Dosya ile birlikte İngiliz hükümetine sunulacak dilekçede 1917’den 1948’e kadar Filistin’de iktidarda olan İngiliz yönetimi sırasında yaşanan ihlaller için resmi bir kabul ve özür talep ediliyor.
1948’den sonra İngiltere Filistin’den hızla çekildi ve İsrail Devleti resmi olarak kuruldu.
“Tamamen korumasızdık ve bizi savunacak kimse yoktu”
BBC’nin dosyadaki tarihi kanıtlara dair incelemesinde, keyfi infazlar, işkence, canlı kalkanların kullanımı ve toplu infazlar için evlerin yıkılması gibi uygulamalara yer verildiği görülüyor.
Bunların çoğu, dönemin İngiliz resmi politika yönergeleri dahilinde veya kıdemli subayların izniyle gerçekleştirildi.
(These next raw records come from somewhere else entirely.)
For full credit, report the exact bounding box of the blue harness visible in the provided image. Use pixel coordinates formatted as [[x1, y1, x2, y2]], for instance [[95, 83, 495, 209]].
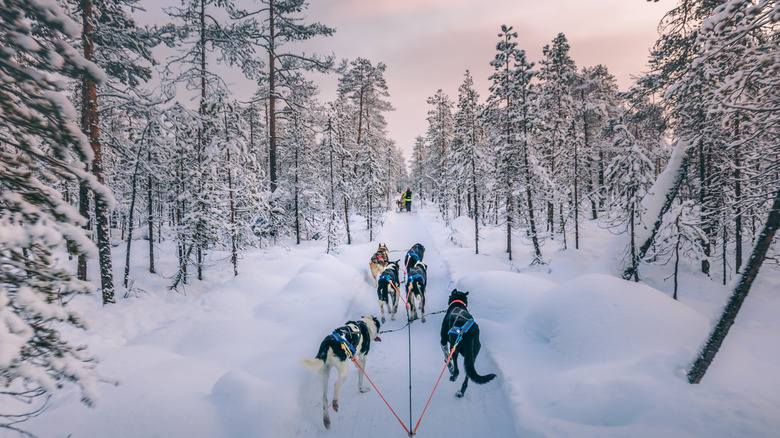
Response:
[[331, 321, 371, 359], [447, 312, 474, 344]]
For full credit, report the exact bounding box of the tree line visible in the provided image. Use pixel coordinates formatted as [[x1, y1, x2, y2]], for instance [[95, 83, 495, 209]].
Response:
[[410, 0, 780, 383], [0, 0, 780, 430]]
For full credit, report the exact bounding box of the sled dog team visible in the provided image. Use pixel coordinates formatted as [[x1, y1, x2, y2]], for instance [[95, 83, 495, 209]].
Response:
[[300, 243, 496, 428]]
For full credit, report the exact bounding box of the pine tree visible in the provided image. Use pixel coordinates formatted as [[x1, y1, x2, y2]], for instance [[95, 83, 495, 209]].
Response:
[[539, 33, 577, 239], [426, 90, 455, 223], [338, 58, 393, 240], [452, 70, 485, 254], [0, 1, 113, 433]]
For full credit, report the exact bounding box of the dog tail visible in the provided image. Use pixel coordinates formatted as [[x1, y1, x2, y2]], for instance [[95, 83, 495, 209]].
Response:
[[463, 342, 496, 385], [298, 357, 325, 371]]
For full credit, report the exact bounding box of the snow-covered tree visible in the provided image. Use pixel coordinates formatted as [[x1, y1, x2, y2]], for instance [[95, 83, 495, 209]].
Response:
[[0, 0, 113, 430], [425, 90, 455, 223], [538, 33, 577, 239]]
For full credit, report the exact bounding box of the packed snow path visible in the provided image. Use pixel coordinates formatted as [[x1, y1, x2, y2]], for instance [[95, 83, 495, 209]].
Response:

El-Bassa’dan sağ kurtulan bir çiftin oğlu Eid Haddad BBC’ye verdiği demeçte, “İnsanların ailemin genç yaşta acı çektiklerini bilmelerini istedim. Ve ölenlerin sesi olmamız gerekiyor” dedi.
İngiltere Savunma Bakanlığı yaptığı açıklamada, söz konusu döneme ilişkin silahlı kuvvetler personeline yönelik tarihi iddiaların farkında olduğunu ve sağlanan her bir kanıtın “baştan sona inceleneceğini” belirtti.
Özür talebinin, devam eden İsrail-Filistin çatışması bağlamında ele alınması ve İngiltere’nin sömürge dönemindeki suçları için sorumluluğu tartışmalarını yeniden açması muhtemel.
Talep, tanınmış Filistinli girişimci ve eski politikacı Munib el-Masri’nin öncülüğünde getiriliyor. 88 yaşındaki El Masri, 1944 yılında henüz çocukken İngiliz askerleri tarafından vurulup yaralanmış.
İşgal altındaki Batı Şeria’da yer alan Nablus şehrindeki evinde BBC’ye konuşan El Masri, “[İngiltere’nin rolü] beni çok etkiledi çünkü insanların nasıl taciz edildiğini gördüm… tamamen korumasızdık ve bizi savunacak kimse yoktu.”
Projede iki üst düzey uluslararası avukat yer alıyor. Bunlar, Uluslararası Ceza Mahkemesi eski başsavcısı Luis Moreno Ocampo ve eski BM İnsan Hakları ve Terörle Mücadele Özel Raportörü İngiliz avukat Ben Emmerson KC.
Emmerson, BBC’ye verdiği demeçte hukuk ekibinin, “İngiliz Mandası güçlerinin belirli unsurları tarafından Filistin nüfusu üzerinde sistematik olarak işlenen şok edici suçların” kanıtlarını ortaya çıkardığını söylüyor.
“Bana hiçbir sivil soruşturma yapılmaması talimatı verildi”
El-Masri dilekçesini bu yılın sonunda İngiliz hükümetine sunmayı planlıyor.
Dilekçesinde bir vahşetten daha bahsediliyor.
1939 yazında Black Watch alayından askerlerin Batı Şeria’da bulunan Halhul köyünde evlere baskın düzenleyip köylüleri silah zoruyla topladığı anlatılıyor.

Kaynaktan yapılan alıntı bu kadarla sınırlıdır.